MSCI (NYSE:MSCI) is a financial data provider and software company most known for creating and managing the MSCI (Morgan Stanley Capital International) stock market indexes. It also provides investment analytics for portfolio managers and research on environmental, social, and governance (ESG) issues. These businesses are all growing and exposed to long-term tailwinds and present investors with an interesting opportunity to bet on a company with strong long-term prospects.

How MSCI makes money

MSCI has its hands in a couple of distinct businesses that generate revenue in different ways. It's most known for its index business, which is also its largest business segment by sales. An index is a grouping of financial securities that are put together by a set of rules. For example, the S&P 500 index is a specialized collection of the 500 largest companies in the United States by market capitalization.
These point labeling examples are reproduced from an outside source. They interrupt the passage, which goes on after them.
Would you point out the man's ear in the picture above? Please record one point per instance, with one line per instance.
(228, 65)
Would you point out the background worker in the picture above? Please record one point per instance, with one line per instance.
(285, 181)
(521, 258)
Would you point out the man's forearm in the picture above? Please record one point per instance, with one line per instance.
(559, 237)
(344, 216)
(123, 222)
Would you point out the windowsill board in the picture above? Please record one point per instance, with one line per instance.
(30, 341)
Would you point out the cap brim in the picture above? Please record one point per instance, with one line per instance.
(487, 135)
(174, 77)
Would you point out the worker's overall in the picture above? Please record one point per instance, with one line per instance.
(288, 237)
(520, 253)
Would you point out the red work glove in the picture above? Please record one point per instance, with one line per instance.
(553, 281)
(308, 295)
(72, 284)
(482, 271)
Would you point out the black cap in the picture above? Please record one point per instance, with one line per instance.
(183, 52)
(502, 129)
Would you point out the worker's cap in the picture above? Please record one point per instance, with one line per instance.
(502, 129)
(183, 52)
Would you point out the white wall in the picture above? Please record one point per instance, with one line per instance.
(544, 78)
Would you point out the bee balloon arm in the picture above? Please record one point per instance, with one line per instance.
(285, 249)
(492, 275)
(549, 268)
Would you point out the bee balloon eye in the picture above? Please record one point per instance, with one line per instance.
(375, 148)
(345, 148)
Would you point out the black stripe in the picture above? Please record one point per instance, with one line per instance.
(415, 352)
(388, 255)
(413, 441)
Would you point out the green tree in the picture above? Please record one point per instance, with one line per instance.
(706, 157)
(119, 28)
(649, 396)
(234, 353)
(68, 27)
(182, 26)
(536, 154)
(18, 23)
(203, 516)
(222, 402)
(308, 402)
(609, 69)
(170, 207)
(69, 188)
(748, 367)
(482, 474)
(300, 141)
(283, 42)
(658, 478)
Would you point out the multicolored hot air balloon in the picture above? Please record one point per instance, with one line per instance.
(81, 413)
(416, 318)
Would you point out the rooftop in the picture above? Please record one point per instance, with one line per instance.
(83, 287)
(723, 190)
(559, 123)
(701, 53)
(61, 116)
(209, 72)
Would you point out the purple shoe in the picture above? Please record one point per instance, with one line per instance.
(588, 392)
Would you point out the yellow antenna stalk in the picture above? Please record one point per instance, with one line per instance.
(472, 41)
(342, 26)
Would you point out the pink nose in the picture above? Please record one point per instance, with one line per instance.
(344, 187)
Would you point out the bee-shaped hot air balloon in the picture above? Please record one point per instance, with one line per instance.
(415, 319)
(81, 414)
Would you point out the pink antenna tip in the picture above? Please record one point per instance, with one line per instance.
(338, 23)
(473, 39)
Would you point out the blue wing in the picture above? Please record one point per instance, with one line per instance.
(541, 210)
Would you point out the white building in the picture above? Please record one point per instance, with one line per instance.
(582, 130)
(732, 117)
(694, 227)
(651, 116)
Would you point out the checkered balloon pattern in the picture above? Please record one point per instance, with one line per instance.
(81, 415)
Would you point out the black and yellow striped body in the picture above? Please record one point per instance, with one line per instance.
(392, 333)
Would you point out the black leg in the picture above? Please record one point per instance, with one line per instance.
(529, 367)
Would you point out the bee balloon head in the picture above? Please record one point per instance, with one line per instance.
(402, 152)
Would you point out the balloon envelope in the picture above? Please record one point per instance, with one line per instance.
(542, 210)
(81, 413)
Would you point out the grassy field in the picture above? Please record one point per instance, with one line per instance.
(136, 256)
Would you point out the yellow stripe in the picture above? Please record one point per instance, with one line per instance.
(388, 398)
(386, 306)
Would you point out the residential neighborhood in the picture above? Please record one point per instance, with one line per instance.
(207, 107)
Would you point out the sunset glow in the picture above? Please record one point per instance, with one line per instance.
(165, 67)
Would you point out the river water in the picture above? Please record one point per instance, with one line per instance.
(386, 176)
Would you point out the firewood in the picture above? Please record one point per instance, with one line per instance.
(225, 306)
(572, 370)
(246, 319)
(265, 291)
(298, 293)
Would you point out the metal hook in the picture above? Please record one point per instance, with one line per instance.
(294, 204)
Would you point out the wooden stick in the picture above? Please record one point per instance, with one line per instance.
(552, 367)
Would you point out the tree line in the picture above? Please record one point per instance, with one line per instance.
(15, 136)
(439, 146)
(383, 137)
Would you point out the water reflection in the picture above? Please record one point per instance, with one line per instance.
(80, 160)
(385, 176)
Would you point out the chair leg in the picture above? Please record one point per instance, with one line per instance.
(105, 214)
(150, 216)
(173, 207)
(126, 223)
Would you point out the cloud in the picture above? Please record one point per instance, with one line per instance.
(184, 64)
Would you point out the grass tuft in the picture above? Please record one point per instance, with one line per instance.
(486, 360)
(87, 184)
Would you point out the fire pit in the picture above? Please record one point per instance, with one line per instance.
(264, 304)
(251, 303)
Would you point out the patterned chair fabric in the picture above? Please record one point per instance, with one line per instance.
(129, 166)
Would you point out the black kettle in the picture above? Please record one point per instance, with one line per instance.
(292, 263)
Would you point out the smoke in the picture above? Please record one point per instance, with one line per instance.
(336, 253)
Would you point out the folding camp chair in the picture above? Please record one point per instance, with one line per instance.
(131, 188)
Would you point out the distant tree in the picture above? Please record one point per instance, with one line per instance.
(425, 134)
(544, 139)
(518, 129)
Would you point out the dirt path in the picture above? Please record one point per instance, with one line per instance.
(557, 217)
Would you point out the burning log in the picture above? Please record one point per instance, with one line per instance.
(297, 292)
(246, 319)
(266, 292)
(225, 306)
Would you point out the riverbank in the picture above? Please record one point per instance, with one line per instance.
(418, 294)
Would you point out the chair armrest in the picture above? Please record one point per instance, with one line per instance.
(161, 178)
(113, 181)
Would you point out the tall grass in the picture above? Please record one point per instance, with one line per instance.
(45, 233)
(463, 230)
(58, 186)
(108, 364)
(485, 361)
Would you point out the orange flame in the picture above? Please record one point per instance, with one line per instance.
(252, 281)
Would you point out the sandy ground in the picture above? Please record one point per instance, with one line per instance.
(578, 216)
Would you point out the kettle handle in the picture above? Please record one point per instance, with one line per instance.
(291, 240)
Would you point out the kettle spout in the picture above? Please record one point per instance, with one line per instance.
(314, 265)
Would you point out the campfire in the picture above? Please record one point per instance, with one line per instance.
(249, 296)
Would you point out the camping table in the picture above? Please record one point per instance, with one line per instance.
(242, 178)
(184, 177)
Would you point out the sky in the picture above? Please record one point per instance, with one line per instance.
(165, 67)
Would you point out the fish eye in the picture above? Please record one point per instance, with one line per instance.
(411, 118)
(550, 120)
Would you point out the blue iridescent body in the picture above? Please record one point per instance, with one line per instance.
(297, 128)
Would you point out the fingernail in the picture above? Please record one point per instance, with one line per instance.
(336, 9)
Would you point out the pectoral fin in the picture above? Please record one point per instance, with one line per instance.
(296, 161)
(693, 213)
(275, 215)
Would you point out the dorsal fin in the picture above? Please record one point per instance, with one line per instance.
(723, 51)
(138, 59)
MSCI maintains over 215,500 indexes of various types for its clients. Some of these indexes are licensed to asset management companies which use them to create investment products. If an asset manager launches a product based on an MSCI-constructed index, the asset manager will pay MSCI a cut of the fees it collects from investors. Other clients contract MSCI to make private indexes and pay a recurring subscription fee for the service.

As the table below shows, the index segment generates roughly 40% of the company's revenue. Asset-based revenue refers to the income from asset managers who manage investment products with MSCI's indexes and pay MSCI a cut of the fees. Most of the company's remaining sales is attributable to recurring revenue from subscription clients.

 

Type of Revenue Index Segment Analytics Segment ESG & Real Estate Segment
Asset-based $336.6 million $0 $0
Subscription $477.6 million $474.3 million $114.6 million
Non-recurring contract $21.3 million $5.6 million $3.9 million
2018 total segment $835.5 million $479.9 million $118.6 million

Data Source: MSCI Financial Reports.

The company's analytics segment sells software on a subscription basis to clients in the asset management industry. MSCI sells software for a variety of purposes, including portfolio management, risk analytics, and return analytics. The software can help a client build a portfolio or analyze various statistics derived from its portfolio or specific securities.

The final segment addresses ESG and real estate markets. MSCI provides original research on environmental, social, and governance issues facing companies and then packages the research in a recurring subscription. The company's real estate offerings provide research and analytics on the real estate market, including information on private properties.

Put it all together and MSCI has three very different businesses that derive their revenue through diverse means.

Woman's hands holding a notepad that's showing a hologram of a graph.

Image Source: Getty Images.

Growth tailwinds

MSCI is positioned to benefit from several long-term growth themes in its different businesses. Most notably, there's an ongoing shift in the investment industry toward managing portfolios to more passive indexes and following passive guidelines. MSCI is directly licensing its indexes to investors but also selling analytics software to help investors track how their portfolios perform relative to different benchmarks and investment styles (i.e., value, growth, momentum).

More generally, MSCI is a data provider to the financial services industry. The financial services industry has always been a very data-centric industry, but more recently, there has been an ongoing race to collect more data assets and invest in software to improve and expand investment capabilities.

Finally, research for the ESG and real estate fields is in hot demand. ESG considerations are becoming more relevant due to changing societal priorities with issues such as climate change and gender equality. Real estate has always been lacking in data due to a lack of public disclosures, and companies like MSCI are compiling proprietary data assets that managers find highly valuable.

Overall, MSCI projects that it will be able to grow its top-line revenue at a double-digit rate for the foreseeable future. Better yet, it also believes its expenses will grow at a slower rate. That translates into expanding profit margins. Investors have a lot to look forward to.

A high-quality (but expensive) stock

MSCI has an attractive set of businesses. Its index business benefits from the MSCI brand and its analytics businesses benefit from solid long-term tailwinds in providing data for the financial services industry.

There's a catch, however. MSCI's stock valuation doesn't come cheap. The stock price has appreciated to near all-time highs and carries a price-to-earnings (P/E) ratio around 34 -- which is much higher than the average P/E ratio of the S&P 500 (currently at 21.3).

MSCI Chart

MSCI data by YCharts.

Despite the high valuation, MSCI's stock may be worth buying because it likely will grow into its multiple over time. If the company continues growing its revenue at a double-digit rate and its earnings at an even faster rate, it will look cheap within five years.

However, the company is directly exposed to the cyclical financial services industry. Therefore, savvy investors may want to wait for a better buying opportunity if the stock declines in a broader market sell-off.